2,114 seizures of endangered animals and timber as part of a major international law enforcement operation

12 December 2023

As the world grapples with the devastating consequences of environmental degradation and species extinction, law enforcement authorities worldwide join forces in fighting wild fauna and flora trafficking.

Endangered animals including elephants, rhinos and pangolins, as well as protected timber, particularly tropical hardwoods, have been seized in a joint World Customs Organization (WCO) - INTERPOL operation to stop wildlife and timber trafficking.

From 2 – 27 October, customs and police officers coordinated some 500 arrests worldwide and more than 2,000 confiscations of animals and plants that are protected under the Convention on International Trade in Endangered Species (CITES) due to their threatened status. All trade performed in breach of CITES is illegal.

A collaborative effort with multiple stakeholders, the global operation, named Operation Thunder,  involved customs, police, border control, environment, wildlife and forestry officials in 133 countries who worked together across borders, marking the highest participation rate in Thunder operations since the series was launched in 2017.

Among the 2,114 seizures were more than 300 kg of ivory, thousands of turtle eggs, 30 tonnes of plants, dozens of big cat body parts and rhino horns as well as primates, birds and marine species.

Authorities also confiscated 2,624 cubic metres of timber which is equivalent to 440 standard shipping containers.

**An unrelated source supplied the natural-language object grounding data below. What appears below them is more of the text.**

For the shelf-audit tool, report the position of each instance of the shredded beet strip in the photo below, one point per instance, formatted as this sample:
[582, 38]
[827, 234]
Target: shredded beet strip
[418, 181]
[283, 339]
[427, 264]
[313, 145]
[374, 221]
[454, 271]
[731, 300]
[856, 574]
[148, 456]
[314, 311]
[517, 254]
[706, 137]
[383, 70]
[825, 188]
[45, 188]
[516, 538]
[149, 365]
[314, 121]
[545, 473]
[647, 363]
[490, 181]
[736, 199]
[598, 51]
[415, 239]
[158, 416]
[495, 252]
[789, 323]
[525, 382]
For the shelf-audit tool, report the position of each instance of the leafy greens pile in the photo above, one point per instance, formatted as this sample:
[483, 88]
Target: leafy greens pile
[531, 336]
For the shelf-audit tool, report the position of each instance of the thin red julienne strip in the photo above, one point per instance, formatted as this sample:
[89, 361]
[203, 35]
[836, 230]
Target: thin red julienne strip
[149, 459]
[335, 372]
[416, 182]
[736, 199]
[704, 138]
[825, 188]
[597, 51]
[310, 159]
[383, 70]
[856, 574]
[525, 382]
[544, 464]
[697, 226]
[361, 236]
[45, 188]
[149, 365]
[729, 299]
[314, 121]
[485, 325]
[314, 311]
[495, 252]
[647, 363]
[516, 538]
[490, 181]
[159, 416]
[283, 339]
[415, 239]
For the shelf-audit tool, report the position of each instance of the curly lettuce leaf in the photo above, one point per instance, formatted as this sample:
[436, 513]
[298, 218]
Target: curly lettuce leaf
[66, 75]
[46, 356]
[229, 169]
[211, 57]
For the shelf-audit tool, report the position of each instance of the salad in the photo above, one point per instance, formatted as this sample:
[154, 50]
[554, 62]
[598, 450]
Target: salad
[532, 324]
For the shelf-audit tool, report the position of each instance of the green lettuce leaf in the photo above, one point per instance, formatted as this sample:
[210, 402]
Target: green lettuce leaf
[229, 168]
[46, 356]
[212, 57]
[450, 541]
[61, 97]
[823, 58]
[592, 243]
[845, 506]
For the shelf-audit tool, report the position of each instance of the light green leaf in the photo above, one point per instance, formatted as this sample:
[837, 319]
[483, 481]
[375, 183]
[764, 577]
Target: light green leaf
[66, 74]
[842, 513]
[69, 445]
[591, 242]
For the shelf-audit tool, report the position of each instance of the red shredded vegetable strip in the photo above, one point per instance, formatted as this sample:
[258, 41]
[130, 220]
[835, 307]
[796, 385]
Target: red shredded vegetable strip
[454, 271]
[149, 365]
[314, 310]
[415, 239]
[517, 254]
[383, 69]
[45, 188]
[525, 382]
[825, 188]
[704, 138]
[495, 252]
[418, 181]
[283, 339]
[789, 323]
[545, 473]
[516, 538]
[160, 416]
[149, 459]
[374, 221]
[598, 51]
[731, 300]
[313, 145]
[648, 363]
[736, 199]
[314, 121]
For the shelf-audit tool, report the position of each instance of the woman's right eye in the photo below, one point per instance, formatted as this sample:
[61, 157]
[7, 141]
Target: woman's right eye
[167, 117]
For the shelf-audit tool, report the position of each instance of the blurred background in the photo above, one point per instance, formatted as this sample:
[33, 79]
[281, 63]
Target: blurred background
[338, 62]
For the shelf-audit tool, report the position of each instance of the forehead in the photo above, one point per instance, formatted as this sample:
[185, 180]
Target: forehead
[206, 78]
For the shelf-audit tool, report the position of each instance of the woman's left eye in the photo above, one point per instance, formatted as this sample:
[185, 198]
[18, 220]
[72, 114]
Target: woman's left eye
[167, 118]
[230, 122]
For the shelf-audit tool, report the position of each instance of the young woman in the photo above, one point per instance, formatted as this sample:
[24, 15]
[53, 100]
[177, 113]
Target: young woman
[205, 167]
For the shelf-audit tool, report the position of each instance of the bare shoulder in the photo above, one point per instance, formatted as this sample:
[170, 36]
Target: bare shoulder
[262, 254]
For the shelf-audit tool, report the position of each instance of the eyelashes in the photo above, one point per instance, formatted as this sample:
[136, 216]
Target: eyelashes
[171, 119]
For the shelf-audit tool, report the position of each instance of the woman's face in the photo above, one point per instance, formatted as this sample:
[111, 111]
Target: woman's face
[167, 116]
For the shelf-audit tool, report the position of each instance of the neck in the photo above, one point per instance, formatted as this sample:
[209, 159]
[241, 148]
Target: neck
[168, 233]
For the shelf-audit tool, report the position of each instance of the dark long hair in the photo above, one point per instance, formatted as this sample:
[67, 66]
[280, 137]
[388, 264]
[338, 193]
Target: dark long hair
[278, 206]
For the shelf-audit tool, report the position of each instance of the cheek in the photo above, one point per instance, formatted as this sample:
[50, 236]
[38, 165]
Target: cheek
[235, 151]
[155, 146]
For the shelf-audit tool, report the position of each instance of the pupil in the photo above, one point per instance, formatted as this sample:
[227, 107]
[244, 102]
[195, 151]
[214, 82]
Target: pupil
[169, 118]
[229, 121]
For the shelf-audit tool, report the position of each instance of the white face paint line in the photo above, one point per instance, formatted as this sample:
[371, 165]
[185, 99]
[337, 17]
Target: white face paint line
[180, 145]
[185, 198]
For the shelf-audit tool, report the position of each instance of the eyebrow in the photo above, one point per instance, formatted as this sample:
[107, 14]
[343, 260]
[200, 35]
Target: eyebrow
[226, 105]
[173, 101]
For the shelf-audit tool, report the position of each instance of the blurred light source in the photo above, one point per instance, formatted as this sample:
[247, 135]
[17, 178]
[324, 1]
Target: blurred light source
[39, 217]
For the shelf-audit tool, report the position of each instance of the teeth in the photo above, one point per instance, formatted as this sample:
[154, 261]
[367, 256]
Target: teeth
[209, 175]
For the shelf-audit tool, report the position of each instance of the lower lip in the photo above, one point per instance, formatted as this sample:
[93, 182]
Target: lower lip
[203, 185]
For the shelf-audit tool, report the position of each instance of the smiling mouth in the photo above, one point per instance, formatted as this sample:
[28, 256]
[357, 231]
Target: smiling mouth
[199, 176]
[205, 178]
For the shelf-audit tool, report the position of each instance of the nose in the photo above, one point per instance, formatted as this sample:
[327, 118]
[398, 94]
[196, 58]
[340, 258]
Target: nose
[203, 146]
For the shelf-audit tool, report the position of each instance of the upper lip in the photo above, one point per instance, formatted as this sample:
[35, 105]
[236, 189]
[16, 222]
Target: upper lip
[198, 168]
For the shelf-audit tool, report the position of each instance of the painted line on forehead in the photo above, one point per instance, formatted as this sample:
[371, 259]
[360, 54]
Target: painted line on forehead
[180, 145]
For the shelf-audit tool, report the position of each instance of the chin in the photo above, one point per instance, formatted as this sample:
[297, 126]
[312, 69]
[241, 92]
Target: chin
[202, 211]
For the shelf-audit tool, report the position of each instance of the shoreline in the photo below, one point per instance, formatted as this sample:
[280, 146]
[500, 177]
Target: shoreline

Although Thunder 2023 results are still coming in, initial data has enabled police and customs to identify some clear trends:

  • High number of  wildlife and timber trafficking cases were linked to complex operations involving transnational organized crime entities.
  • Online sales platforms are still being used to sell wildlife, timber, and marine goods.
  • Illegal and legal timber are blended to make it difficult to detect its illicit origin.
  • Document fraud is widely used, including the use of forged certifications and CITES permits, and permit reuse.

“As part of a comprehensive strategy, customs play a pivotal role in disrupting criminal networks involved in the illegal wildlife trade. This is achieved by enforcing strict controls at borders, effectively closing off avenues for exploitation and financial gain available to traffickers,” said WCO Secretary General Dr Kunio Mikuriya.

“At the forefront of this strategy, customs employ intelligence-sharing, collaboration, and technological advancements. These measures are crucial to stay one step ahead of criminals, thereby ensuring that customs' contribution to combating wildlife crime is dynamic and adaptive,” added Dr Mikuriya.

Officers from the WCO Secretariat and INTERPOL shared intelligence, coordinated investigations, and pooled resources to enable frontline police and customs officers to target, identify and arrest traffickers, including those operating over the internet, as they tried to smuggle animals or timber across borders.

“Wildlife and forestry crimes deprives countries of their natural assets and are invariably linked to armed violence, corruption, and a wide range of financial crimes which serve as the backbone of larger transnational crime operations worldwide,” said INTERPOL Secretary General Jurgen Stock.

“As the world grapples with the devastating consequences of environmental degradation and species extinction, INTERPOL and WCO are emerging as key players in safeguarding biodiversity and world security,” added Mr Stock.

Known traffickers wanted through INTERPOL’s Red Notice alert system were identified ahead of operations and targeted.

”The results of Operation Thunder 2023 again show that strong and coordinated responses between Parties are crucial to tackle transnational criminal networks involved in wildlife crime,” said CITES Secretary-General, Ms. Ivonne Higuero.

“Well targeted, collective and coordinated efforts such as those mobilized through this global operation are exactly what is needed to overcome the threat posed by wildlife crime,” added Ms. Higuero.

Hundreds of vehicles, including cars, trucks, and cargo ships, were meticulously searched at checkpoints across all regions. Specialized sniffer dogs and X-ray scanners were deployed to detect hidden wildlife and camouflaged timber shipments. Hundreds of parcels and suitcases were also examined as they are often used to transport wildlife species at border control.

Now in its seventh year, Operation Thunder is a joint operation coordinated annually by the WCO and INTERPOL with the backing of CITES Secretariat and the International Consortium on Combating Wildlife Crime (ICCWC).Thunder operations are funded by the European Commission’s Directorate General for International Partnerships, Norway’s International Climate and Forest Initiative, the US Agency for International Development and the UK’s Department for Environment, Food and Rural Affairs.

Operation Thunder 2023 coincides with the 2023 United Nations Climate Change Conference - Conference of the Parties of the UNFCCC (COP28) which ends today after high level discussions on how to address pressing environmental challenges characterized by climate change and biodiversity loss.